Ironically, the vampire genre has always been about the transition from the old and alien to the familiar present day. The creatures of the night struggle to leave their dusty, ruined castles for the tempting, gayly lit world. Bram Stoker’s1897 novel Dracula became a template for the genre. Count Dracula was an elaborately adorned, attractive, and articulate aristocrat of a long-vanished family. He attempted to leave his stuck-in-time Transylvanian homeland to join the up-to-date world of England in the 1890s. He was driven out of  London by his foes and forced to race back to his ruined castle in the Carpathians. 

Stoker used the shiny bauble of contemporary, modern England as the lure to get Dracula to leave his medieval homeland. Written nearly a century and a quarter ago, it is hard to recognize that the tools the vampire hunters used were on the cutting edge of science and technology. Steam trains, trolleys, telegrams, and wax-cylinder recordings are the progenitors of many state of the art conveniences we take for granted now.

We are in a transitory time and should remember to take the lesson of Stoker’s Dracula to heart and be vigilant not to bring old monsters into our new world. To celebrate the vampire’s evolutionary role as the Neanderthal man of monsters, I revisited one of my favorite Hammer Dracula films this week. I also squeezed in some other, lesser-known monster movies about life and terror in the present.

25) Revenge of the Living Dead Girls (1987) First Time Watch! – Part of the mini-genre of environmental horror and zombie films (Jorge Grau’s The Living Dead at Manchester Morgue and Jean Rollin’s Grapes of Death are the only others I know), this French splatter, soft-core porn, zombie movie is definitely a niche film for the fans of the strange and unusual. In an interesting inversion, the highly sexualized violence is committed by women against men instead of vice-versa. Be aware that there is an extremely graphic la bitte severing scene.
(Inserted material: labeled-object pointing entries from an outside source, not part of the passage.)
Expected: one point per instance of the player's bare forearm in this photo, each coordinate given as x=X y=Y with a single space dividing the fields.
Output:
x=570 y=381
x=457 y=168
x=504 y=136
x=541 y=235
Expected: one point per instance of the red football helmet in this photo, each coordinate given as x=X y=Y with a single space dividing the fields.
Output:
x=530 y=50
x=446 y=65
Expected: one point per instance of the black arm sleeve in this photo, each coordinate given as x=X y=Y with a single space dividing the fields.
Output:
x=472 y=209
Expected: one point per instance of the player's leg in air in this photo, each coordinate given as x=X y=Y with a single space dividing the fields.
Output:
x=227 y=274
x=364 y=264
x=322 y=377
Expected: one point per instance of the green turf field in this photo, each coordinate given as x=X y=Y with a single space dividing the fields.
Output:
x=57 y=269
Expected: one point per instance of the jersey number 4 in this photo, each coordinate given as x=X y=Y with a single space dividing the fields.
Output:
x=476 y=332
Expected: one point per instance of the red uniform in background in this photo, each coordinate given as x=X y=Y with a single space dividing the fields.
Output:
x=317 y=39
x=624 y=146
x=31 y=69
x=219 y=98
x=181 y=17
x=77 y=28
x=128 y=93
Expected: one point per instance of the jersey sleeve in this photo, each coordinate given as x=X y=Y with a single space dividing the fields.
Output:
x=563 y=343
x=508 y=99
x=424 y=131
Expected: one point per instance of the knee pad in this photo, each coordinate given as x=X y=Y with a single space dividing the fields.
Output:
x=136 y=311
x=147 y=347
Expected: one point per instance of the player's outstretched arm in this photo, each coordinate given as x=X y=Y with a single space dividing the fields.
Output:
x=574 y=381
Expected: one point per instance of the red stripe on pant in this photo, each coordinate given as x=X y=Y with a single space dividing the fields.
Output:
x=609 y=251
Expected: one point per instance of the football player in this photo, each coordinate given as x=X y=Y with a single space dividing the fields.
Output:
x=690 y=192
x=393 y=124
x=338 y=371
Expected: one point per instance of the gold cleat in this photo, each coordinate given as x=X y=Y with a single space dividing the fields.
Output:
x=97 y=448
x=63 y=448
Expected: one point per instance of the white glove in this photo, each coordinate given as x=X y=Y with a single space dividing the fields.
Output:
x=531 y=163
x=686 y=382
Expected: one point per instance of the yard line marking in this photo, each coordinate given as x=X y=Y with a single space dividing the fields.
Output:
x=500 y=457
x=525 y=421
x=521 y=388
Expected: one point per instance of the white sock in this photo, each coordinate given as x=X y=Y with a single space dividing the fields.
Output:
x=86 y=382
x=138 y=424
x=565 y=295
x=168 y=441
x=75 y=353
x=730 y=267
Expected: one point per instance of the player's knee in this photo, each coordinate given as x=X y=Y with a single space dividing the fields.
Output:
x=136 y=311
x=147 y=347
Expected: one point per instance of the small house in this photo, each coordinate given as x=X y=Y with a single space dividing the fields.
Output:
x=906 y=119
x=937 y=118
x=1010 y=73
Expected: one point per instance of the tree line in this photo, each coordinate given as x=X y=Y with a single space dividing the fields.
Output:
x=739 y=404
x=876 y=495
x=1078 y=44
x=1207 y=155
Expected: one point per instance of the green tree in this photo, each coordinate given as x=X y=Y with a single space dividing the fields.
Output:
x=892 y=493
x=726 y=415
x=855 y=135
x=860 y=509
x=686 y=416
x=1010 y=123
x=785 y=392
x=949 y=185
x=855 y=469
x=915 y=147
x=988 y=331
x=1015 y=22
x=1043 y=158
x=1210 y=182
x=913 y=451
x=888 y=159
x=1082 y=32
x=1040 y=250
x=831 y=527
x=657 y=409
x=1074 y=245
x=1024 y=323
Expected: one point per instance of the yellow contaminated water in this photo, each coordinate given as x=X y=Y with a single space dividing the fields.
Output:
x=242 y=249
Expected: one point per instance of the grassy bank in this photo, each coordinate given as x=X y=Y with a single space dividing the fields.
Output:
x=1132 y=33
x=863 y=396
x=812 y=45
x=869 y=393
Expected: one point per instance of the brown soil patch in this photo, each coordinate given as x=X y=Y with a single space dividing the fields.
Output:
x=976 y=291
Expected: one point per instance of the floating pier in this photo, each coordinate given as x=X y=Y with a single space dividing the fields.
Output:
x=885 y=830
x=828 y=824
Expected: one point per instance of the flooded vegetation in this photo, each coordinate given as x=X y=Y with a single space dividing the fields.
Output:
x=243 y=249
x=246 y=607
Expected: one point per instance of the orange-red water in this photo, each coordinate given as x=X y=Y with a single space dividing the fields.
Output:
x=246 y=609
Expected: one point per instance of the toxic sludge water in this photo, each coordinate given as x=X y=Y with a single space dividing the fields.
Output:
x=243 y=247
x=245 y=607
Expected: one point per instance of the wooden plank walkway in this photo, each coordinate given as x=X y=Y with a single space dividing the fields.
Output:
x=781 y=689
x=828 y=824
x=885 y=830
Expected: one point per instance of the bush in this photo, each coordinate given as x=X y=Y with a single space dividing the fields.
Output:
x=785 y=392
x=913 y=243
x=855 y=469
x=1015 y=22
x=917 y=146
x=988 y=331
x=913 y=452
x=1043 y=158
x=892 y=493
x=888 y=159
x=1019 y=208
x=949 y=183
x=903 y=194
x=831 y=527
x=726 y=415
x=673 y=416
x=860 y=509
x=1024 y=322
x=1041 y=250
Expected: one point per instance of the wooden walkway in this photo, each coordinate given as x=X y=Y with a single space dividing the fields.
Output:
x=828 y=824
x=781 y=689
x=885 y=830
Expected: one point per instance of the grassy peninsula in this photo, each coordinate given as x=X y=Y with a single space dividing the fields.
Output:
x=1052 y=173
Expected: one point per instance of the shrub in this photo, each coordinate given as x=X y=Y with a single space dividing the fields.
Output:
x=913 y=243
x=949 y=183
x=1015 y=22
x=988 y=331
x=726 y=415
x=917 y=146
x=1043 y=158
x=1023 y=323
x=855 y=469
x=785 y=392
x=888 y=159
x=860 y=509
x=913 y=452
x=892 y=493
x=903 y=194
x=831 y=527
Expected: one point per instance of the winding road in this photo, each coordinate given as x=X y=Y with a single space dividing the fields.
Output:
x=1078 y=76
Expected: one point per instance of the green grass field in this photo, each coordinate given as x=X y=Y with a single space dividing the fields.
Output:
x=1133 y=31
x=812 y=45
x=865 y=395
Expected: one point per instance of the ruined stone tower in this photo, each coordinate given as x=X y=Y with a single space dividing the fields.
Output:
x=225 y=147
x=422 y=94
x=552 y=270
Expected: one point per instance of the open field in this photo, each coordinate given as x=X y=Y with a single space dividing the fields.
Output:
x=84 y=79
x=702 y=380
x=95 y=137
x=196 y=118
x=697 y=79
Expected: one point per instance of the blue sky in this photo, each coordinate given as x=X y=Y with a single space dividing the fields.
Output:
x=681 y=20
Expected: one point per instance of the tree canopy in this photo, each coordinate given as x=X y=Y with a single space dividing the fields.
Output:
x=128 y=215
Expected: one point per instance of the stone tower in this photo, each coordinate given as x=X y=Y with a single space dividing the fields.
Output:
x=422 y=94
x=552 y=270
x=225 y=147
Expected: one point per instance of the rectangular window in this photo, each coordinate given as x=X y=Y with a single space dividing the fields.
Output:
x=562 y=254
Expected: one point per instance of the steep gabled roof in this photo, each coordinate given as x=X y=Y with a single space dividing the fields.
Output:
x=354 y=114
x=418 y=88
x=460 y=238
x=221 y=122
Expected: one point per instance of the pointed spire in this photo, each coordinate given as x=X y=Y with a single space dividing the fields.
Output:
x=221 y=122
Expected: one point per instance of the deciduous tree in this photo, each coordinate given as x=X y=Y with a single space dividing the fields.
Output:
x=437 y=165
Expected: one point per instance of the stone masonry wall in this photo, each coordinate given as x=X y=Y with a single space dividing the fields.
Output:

26) Dracula A.D. 1972 (1972) – Hammer films are almost always about the conflict between the older, staid generation and the frivolous and senseless younger one.  What better way to showcase that conflict than to set a gothic vampire movie in the swinging London of the early 1970s? Pitting the bored and disaffected youth, searching for new kicks, against their stuffy and humorless elders brings back the biggest and baddest vampire of them all. If anything though, this version of the Count was even more uncomfortable and at odds with the modern world than Stoker’s. Christopher Lee’s Count Dracula never leaves the ruined church he is resurrected in.  But there is a reason why Lee is considered cinema’s greatest King of Vampires! Watching him stride about in his regalia is just as breathtaking in the jaded 21st century as it was in the previous one. 

Christopher Lee

27) Night of the Cobra Woman (1972) First Time Watch! – inspired by Marlene Clark’s performance in Lord Shango from last week; I saw this was available and checked it out. Sadly, her skills are wasted in this illogical mess of a movie. However, the skin shedding scenes of the cobra woman were pretty gross, so there is that.

Marlene Clark


28) Wolfen (1981) First Time Watch! – Documentarian Michael Wadleigh’s (Woodstock) only foray into feature films is a somewhat overlong, mind churning story of shape-shifting, Native American spirits hunting New York City’s wealthiest developers to protect their territory. Albert Finney is the New York detective tasked with solving the mystery. Gregory Hines is the city’s hippest coroner with a veritable helmet of an afro and single, dangling gold earring.